This month’s picks are about art’s ability to tell stories, and how those stories can reveal larger collective narratives. At Nazarian / Curcio, Widline Cadet reflects on her family’s immigration from Haiti through photo-based works. Akinsanya Kambon’s ceramic vessels draw on the vast Black diaspora, informed by his own life experience as a Black Panther and travels to Africa. At the Brand, Opulent Mobility gathers the work of artists who foreground issues related to disability, while Orange Curtain brings together three artists with roots in Orange County to broaden narrow notions about the region. A two-person show pairing Brian Sharp with his teacher, the late Denzil Hurley, highlights the importance of mentorship, and a recreation of Diane Arbus’s 1972 retrospective at the Museum of Modern Art in New York showcases the psychological intensity behind her revealing portraits, laying bare the complexities beneath the placid facade of American postwar society.
Carolee Schneemann
Lisson Gallery, 1037 North Sycamore Avenue, Hollywood, Los Angeles
Through June 7
Lisson’s current Carolee Schneeman exhibition, the late artist’s first solo show in LA, includes work the artist produced during the 1980s, highlighting her materially adventurous multidisciplinary practice.
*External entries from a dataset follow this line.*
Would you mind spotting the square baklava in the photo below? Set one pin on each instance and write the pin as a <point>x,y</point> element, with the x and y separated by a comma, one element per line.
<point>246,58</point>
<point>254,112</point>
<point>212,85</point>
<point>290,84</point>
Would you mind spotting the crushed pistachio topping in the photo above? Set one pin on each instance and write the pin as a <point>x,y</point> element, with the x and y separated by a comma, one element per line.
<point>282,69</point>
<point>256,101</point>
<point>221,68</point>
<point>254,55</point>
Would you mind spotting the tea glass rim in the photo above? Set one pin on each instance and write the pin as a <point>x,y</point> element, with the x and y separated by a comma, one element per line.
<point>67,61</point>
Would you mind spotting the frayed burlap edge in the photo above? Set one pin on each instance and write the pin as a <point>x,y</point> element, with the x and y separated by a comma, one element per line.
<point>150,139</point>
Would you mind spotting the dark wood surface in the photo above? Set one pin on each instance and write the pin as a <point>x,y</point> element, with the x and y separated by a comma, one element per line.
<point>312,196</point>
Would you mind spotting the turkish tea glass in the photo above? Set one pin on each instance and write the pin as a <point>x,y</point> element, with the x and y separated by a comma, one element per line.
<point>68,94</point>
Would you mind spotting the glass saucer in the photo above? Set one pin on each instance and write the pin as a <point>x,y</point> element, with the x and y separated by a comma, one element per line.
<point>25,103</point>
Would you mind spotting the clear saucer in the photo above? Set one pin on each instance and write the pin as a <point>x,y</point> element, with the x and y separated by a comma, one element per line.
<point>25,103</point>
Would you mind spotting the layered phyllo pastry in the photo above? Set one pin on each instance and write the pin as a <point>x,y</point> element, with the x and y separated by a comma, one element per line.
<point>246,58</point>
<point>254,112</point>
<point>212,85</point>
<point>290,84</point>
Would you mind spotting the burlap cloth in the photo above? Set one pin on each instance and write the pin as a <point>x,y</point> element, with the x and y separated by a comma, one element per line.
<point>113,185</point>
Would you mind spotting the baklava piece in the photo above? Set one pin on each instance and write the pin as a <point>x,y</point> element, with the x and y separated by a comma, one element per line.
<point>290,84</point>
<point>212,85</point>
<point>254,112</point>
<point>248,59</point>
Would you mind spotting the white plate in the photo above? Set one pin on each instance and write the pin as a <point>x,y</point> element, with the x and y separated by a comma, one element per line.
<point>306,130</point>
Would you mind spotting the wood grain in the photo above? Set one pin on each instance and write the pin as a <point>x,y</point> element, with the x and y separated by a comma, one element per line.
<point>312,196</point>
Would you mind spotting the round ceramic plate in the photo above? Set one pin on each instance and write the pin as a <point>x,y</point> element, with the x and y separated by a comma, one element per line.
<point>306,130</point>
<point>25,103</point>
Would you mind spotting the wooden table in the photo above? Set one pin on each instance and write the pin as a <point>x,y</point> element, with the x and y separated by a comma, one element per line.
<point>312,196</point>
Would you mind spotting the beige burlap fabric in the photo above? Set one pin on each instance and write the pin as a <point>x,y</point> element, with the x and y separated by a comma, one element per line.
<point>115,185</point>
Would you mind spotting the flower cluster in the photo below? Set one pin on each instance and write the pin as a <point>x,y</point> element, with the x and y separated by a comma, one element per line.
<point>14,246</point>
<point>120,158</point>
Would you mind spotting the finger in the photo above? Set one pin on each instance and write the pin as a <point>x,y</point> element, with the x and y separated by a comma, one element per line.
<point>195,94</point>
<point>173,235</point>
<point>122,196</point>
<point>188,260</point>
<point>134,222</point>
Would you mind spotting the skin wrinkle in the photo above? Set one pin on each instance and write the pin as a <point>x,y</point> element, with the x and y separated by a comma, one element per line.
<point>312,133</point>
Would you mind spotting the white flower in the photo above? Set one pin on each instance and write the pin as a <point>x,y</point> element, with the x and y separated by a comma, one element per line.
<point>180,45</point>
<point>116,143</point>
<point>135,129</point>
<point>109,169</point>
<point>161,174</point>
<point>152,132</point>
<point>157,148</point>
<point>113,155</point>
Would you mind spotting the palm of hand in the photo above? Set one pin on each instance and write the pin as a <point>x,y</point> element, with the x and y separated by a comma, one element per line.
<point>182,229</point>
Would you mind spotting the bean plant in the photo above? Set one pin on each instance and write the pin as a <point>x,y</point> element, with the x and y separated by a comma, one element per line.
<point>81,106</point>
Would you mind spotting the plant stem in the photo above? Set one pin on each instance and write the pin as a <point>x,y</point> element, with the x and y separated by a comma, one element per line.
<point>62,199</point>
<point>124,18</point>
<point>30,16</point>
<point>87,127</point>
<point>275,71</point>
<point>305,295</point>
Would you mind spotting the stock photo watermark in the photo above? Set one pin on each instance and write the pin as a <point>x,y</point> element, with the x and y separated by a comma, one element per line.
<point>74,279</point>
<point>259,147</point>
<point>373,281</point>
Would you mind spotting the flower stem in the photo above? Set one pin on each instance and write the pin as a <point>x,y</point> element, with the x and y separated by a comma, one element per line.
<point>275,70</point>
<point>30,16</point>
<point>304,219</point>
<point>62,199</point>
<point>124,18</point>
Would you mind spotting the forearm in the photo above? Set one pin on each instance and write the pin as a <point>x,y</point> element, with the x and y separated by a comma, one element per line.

The centerpiece is “Video Rocks” (1987), a field of 180 hand-cast “rocks” accompanied by five monitors playing scenes of people and animals walking across it. Several brightly colored, impressionistic sketches related to the installation hang nearby. Also on view are selections from her Lebanon Series (1981–99) that mix abstraction and photography to confront the nation’s violent civil war. Part of this series, the Dust Paintings (1983–86), incorporates circuit boards, glass, ash, and vegetable dye on rag paper to create surfaces whose material complexity is both alluring and challenging.